Per questo tipo di attività le palestre sono fondamentali, tornate alla “normalità” dal 25 maggio, ma è il come ovviamente che gioca un ruolo fondamentale. I timori degli iscritti potrebbero andare a loro sfavore, e anche nel settore gli aiuti economici scarseggiano. Il miglior fatturato per le palestre si registra poi solitamente tra i mesi di marzo e maggio, oltre che settembre: non solo questo non è stato garantito ma molte, come quella di Luca, hanno continuato a pagare gli affitti, seppur ridotti.
Per di più, si deve considerare tutto quel personale assunto a chiamata e che non sarà più richiesto. Consideriamo che, come già accennato, le palestre ospitano una serie di disciplinee corsi (la lotta è solo un esempio) che fino alla normalizzazione non potranno garantire introiti e iscrizioni; ma anche se queste ripartissero gradualmente, si tratterebbe comunque di numeri e ingressi contingentati, con minori guadagni e necessità di ridimensionare o tagliare i costi – o di alzare enormemente i prezzi, ma nel libero mercato ciò significherebbe la fine della singola attività, travolta dalla concorrenza.

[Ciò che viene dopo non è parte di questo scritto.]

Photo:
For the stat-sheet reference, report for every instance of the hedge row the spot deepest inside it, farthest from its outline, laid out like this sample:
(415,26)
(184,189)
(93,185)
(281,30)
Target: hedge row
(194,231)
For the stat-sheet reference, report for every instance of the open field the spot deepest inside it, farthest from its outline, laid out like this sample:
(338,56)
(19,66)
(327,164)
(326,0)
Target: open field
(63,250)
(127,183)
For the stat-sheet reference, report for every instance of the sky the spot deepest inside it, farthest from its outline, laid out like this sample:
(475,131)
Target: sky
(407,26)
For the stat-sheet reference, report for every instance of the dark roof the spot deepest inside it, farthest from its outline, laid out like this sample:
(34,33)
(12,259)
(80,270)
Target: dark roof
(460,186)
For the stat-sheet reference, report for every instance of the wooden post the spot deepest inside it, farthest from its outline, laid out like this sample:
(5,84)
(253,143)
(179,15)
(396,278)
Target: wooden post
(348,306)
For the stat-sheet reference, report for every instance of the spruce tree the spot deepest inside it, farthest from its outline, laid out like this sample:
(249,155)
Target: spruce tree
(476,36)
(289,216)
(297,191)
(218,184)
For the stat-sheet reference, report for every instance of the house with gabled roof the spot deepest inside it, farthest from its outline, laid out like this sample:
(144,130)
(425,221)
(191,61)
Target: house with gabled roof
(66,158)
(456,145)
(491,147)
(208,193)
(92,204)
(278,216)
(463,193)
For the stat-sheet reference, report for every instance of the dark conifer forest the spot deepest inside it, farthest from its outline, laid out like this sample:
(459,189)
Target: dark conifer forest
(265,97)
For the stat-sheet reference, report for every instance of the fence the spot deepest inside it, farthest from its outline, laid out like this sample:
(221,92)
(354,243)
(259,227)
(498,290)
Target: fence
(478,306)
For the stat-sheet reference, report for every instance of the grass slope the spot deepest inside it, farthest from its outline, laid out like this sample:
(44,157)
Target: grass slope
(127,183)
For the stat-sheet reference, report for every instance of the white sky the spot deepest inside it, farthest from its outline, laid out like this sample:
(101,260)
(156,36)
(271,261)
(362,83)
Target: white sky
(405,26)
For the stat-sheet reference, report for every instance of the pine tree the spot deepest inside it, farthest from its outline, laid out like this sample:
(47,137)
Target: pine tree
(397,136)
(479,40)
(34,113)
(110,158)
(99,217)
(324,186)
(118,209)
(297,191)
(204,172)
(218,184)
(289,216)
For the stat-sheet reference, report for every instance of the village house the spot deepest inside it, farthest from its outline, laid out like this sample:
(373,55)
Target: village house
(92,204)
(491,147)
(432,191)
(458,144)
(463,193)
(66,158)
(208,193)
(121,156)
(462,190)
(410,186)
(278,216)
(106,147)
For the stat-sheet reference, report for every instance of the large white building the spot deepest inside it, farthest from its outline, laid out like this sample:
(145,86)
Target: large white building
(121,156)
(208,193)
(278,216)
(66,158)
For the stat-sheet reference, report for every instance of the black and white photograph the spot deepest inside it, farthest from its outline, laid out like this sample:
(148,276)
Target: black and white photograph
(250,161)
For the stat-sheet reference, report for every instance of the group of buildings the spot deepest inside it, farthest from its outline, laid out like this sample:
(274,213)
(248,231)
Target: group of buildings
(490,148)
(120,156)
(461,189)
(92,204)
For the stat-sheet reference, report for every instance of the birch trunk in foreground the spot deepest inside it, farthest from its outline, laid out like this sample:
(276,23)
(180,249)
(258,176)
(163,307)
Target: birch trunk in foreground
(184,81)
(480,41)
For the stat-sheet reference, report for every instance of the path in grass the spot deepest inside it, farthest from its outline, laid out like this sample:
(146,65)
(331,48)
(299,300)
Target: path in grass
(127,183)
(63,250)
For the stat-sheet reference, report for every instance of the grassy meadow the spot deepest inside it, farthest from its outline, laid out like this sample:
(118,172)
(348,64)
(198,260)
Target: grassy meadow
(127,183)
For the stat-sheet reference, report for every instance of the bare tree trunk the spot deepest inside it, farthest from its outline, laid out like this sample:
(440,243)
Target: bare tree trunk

Il senso di responsabilità pesa allora anche sulle spalle della popolazione, la quale dovrebbe abituarsi ad una cultura comunitaria che non può cedere alla paura. Dovremmo tutti prendere esempio dalla positività di Dario Bacci, sicuro che tutto tornerà alla normalità il prima possibile e che, anzi, le persone saranno invogliate a fare sport. Ce lo auguriamo. D’altronde lo sport ha una funzione sociale fondamentale e non investirci, per un grande Paese, sarebbe un autogol clamoroso. Per riprendere le parole dell’ultimo libro di Gianni Minà:
“sarà banale ripeterlo, ma lo sport ti addestra per davvero alla sconfitta e alla vittoria, alla lealtà e alla sfortuna, ti insegna insomma il rapporto allenamento e risultato, il riconoscimento e il rispetto del talento e il valore della volontà”.